I recently did a post about the first U.S. patient to undergo deep brain stimulation via implant, with the intent of interrupting a very stubborn pattern of opioid use. I didn’t want to pass up a chance to a closer look at that first case, however.
Deep brain stimulation is being tested to treat opioid addiction
The patient was 33 years old at the time of the surgery. Relatively young, in other words. He presented with a history of having been “unable to remain sober for more than four months since the age of 15, despite trying a variety of medications and other inpatient and outpatient treatments.”
That in itself is not terribly unusual. Certainly not for opioid patients; four consecutive months clean is actually better than many I’ve encountered over the years. Opioids are stubbornly addictive, create strong physical dependence, and are characterized by persistent drug hunger that undermines attempts at long-term recovery.That’s why so many wind up choosing Opioid Maintenance Therapy (OMT) over drug-free programs. They’ve tried other paths but failed, often many times over.
And not infrequently, continue to struggle even on high maintenance doses of methadone et al.
I recall one patient who arrived in inpatient rehab following a dozen failed hospital detox admissions. He was angry with his family because in his mind, he had been making excellent progress on his own (his family strongly disagreed). “They just don’t understand,” he argued passionately. “I was clean for, like, two whole months.” That was a personal record, see?
Our surgery patient describes his first experience with opioids in the aftermath of shoulder surgery at age 15 – the result of a football injury. Looking back, he’s convinced he was hooked in a matter of days.
Now that’s a story many of us will have heard before. It’s clear from research that genetics plays a role in determining who gets addicted and how severe that addiction is. Environment also has an impact, and the relative contribution of genes and environment can vary quite a bit between individuals.
That’s true for alcoholism as well. One psychologist observed that most of the patients he treated for alcoholism were able to describe, often vividly, their initial experience with alcohol. That wasn’t true for the rest of his patients.
It’s also possible that for some, opioids just push a pleasure button in the brain that makes the experience far more memorable than for most patients. It’s not something they would know about, until it happened.
“I fell in love with the feeling that gave me within the first couple days. I instantly knew this medication was something I was going to have to have.” Nothing ambivalent about that reaction.
If problems do develop during the first couple years of substance use, as they often do, they’re intermittent, easy to explain away. It’s only as problems worsen over time that the user gradually begins to question drug use.

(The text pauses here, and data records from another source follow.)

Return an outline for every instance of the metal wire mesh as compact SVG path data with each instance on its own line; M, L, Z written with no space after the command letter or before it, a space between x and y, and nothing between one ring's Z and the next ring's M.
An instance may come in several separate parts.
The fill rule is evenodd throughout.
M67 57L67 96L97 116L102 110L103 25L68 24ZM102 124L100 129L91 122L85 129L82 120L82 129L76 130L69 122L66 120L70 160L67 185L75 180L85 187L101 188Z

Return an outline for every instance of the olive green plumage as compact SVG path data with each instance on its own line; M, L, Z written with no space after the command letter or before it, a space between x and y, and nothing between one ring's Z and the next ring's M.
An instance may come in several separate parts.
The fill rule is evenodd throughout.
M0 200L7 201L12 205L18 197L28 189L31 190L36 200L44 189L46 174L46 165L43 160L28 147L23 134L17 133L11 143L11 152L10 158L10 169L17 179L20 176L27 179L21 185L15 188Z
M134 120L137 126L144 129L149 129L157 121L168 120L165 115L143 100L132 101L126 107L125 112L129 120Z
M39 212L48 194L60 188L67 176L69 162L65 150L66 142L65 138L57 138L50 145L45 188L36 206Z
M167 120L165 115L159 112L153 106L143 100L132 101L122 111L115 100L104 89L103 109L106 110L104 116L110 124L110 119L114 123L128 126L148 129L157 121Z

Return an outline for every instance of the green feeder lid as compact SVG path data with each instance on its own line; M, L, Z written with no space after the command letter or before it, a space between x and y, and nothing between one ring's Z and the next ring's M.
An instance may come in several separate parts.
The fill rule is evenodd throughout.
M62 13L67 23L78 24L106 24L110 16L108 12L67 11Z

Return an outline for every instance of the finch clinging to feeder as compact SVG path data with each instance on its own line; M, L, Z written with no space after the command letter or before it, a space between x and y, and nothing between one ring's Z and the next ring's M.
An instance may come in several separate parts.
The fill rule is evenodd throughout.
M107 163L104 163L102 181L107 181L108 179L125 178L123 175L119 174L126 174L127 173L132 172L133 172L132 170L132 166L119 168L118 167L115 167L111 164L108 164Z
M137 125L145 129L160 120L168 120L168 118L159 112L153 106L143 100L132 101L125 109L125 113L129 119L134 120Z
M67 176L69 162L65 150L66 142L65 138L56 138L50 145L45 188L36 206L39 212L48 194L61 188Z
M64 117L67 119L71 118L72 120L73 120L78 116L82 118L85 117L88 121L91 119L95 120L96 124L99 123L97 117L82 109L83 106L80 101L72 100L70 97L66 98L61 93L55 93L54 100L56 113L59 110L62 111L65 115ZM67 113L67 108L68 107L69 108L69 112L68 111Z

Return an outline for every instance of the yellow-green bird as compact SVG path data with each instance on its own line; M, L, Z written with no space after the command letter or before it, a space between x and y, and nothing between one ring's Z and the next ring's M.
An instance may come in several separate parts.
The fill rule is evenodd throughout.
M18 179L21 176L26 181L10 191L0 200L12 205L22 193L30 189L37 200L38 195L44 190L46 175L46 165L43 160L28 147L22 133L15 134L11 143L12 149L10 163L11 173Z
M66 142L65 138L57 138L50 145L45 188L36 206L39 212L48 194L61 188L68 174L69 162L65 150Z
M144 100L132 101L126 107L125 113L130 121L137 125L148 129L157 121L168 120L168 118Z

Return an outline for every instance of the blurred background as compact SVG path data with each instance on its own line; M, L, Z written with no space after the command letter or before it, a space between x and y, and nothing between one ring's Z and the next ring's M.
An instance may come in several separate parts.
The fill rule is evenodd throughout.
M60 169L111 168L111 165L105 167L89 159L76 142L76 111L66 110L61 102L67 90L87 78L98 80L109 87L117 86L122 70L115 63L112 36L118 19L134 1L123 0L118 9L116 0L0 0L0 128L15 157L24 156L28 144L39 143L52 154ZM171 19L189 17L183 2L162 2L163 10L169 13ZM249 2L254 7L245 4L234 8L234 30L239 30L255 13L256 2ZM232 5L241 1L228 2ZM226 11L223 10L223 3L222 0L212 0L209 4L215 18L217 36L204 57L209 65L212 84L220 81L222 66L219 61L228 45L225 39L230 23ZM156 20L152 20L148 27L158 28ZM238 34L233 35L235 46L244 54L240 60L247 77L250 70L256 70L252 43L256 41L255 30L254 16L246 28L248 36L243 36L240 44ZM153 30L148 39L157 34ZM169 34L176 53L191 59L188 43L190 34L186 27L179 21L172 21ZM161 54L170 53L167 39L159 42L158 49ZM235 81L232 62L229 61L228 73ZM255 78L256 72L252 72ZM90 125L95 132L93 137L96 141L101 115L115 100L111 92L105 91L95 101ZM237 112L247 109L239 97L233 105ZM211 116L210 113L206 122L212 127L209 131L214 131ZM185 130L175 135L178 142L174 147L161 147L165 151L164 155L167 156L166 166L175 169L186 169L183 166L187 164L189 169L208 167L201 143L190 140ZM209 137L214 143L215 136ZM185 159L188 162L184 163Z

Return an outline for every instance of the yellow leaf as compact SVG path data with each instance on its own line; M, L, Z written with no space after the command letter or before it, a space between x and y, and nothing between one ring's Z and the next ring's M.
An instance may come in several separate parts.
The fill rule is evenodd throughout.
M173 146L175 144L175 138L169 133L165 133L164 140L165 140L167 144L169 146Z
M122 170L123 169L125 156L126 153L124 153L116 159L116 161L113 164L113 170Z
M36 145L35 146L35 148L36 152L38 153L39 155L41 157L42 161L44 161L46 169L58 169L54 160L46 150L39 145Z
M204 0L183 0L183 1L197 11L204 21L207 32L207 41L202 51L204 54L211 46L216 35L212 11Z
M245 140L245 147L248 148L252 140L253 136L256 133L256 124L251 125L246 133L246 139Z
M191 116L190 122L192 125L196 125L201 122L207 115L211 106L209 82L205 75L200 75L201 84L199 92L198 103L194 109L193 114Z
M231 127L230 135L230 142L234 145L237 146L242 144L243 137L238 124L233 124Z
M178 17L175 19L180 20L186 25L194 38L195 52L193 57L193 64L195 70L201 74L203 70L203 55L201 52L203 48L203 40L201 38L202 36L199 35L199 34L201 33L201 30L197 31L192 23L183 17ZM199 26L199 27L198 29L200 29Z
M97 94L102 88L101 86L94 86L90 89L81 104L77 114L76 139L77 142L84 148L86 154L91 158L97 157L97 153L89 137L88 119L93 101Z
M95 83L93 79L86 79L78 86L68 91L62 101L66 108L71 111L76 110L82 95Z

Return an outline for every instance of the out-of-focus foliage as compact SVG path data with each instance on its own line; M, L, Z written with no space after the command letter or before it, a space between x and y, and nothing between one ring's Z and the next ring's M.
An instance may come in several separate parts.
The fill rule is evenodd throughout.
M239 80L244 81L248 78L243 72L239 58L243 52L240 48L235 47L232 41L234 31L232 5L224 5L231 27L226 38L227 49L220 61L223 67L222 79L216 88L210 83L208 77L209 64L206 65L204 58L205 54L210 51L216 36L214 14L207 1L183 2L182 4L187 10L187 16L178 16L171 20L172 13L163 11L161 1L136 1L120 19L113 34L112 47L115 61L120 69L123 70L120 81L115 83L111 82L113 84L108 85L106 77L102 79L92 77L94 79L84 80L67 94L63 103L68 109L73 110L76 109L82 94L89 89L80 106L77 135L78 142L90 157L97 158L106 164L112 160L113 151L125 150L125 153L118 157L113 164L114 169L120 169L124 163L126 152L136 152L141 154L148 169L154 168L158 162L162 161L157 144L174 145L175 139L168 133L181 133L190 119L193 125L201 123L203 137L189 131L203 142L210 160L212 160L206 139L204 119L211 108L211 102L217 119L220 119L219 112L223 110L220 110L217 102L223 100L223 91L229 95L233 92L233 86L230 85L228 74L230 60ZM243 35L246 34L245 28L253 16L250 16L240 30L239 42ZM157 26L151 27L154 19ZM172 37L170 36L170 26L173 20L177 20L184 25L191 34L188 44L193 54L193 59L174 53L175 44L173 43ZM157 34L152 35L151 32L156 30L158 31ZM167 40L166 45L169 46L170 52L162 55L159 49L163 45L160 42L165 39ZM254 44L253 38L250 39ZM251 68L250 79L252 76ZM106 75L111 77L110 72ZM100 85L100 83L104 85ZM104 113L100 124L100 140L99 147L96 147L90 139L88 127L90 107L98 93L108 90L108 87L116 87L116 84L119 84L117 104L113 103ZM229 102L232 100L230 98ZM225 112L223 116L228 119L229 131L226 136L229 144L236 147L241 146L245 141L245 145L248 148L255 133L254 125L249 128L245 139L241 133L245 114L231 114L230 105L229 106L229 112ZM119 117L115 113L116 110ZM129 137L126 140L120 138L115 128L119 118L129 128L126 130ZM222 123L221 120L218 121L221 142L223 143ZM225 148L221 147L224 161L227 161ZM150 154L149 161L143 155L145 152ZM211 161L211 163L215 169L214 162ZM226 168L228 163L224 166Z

He goes on to admit he “…soon turned to heroin, lost a football scholarship and has struggled with addiction ever since. Without drugs, he said, he is unable to feel joy or pleasure.”
That’s generally characterized as a form of anhedonia, often found among patients with depressive disorders. Over time, activities that once brought joy or pleasure no longer do so, at least to the degree they once did. That further contributes to social withdrawal and growing isolation.
As often happens, even heroin lost its allure. Without the pleasure it once provided, addiction was largely a matter of staving off the pain and discomfort of withdrawal. That required considerable quantities of drugs, and meeting the need for drugs consumed much of his time and energy. Growing anxious, he added Xanax to his daily regimen.
By that point, he was motivated to quit drugs, but lacked the ability. Multiple failed attempts at getting clean were short-lived, leading to another failure. The hunger for drugs overcame whatever resolutions he would make. It didn’t take long.
Worth noting that benzodiazepine can also induce physical dependence, and benzo withdrawal can be even more difficult to tolerate than heroin. I’m not sure why anyone would prescribe sedatives for someone with a substance abuse history like this patient had, but I doubt it’s all that uncommon.
It could be he concealed or minimized that history, as often happens.
He goes on to say that after “…numerous stays in long-term treatment, numerous detoxes. You name it, I’ve had it…” — he was ready for something radical.
I give him credit for his efforts to quit, even the unsuccessful ones. At least he kept trying. Many would simply have given up.
Still, invasive brain surgery is as radical a solution as I’ve encountered. It’s clearly not the answer for every opioid addicted individual. The risks that go along with surgery go up with advancing age and declining health, and this man, a former star athlete still in his early 30’s, might well have been a far better candidate for surgery than many others.
Also, he’s yet to reach two years opioid-free. I’ve known people who’ve relapsed after far longer periods in recovery.
There’s so much more we have yet to learn.